2016 NSW Post-School Destinations and Experiences Survey
This report was originally published 07 April 2017.
Main post-school destination
In 2016, 70.2% of Year 12 completers and 54.3% of early school leavers were in some form of education and training six months after leaving school.
Among Year 12 completers, the main post-school destination continues to be a Bachelor degree (51.2%), while 6.5% had entered a Certificate IV, Diploma or Advanced Diploma, 2.7% in a Certificate I, II or III, 5.5% in an apprenticeship and 4.3% in a traineeship. The remaining 29.8% of Year 12 completers were not participating in any form of further education and training. Typically, these Year 12 completers had entered full-time (8.6% of all Year 12 completers) or part-time (13.2%) employment, while 5.2% were looking for work and 2.8% were not in the labour force, education or training.

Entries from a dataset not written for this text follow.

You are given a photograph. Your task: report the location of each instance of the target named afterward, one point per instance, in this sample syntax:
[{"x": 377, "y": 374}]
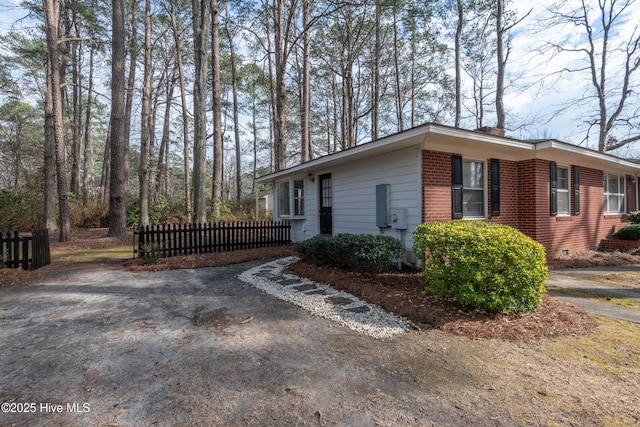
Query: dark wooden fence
[
  {"x": 185, "y": 239},
  {"x": 30, "y": 252}
]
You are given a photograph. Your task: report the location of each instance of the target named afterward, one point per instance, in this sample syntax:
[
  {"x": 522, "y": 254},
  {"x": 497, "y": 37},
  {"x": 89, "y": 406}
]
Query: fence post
[{"x": 2, "y": 261}]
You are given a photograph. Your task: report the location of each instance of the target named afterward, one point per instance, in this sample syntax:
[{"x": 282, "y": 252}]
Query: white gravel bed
[{"x": 375, "y": 322}]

Since 2015, there has been a 5.0 percentage point decrease in Year 12 completers entering some form of education and training, which is now at its lowest point in the time series. This trend is associated with a decline in Year 12 completers entering a Certificate IV, Diploma or Advanced Diploma (down 2.4 points since 2015), or Certificates I, II or III course (down 2.1 points). The pattern of small annual increases (although not statistically significant from year to year) in the percentage of Year 12 completers entering a Bachelor degree since the 2010 survey appears not to have continued. The 2016 result was 2.0 percentage points lower than seen in 2015.
Initial post-school destinations among early school leavers continue to be very different to those who complete Year 12. The most common post-school destination for early school leavers continues to be an apprenticeship (27.8%), while 9.1% had entered a Certificate IV+, 9.6% had entered a Certificate I-III and 6.5% had entered a traineeship. Overall, 45.7% of early school leavers in 2016 were not participating in any form of further education. These early school leavers were typically looking for work (15.3%) or working part-time (13.5%) or working full-time (10.1%). A few (6.9%) were not in the labour force, education or training.
The main post-school destination of early school leavers in 2016 was comparable to earlier surveys in the time series. The only notable trend was a continued decline in the proportion of early school leavers participating in Certificate I-III courses (down 9.8 percentage points since 2010). The proportion not in the labour force, education or training has remained higher than seen in 2010.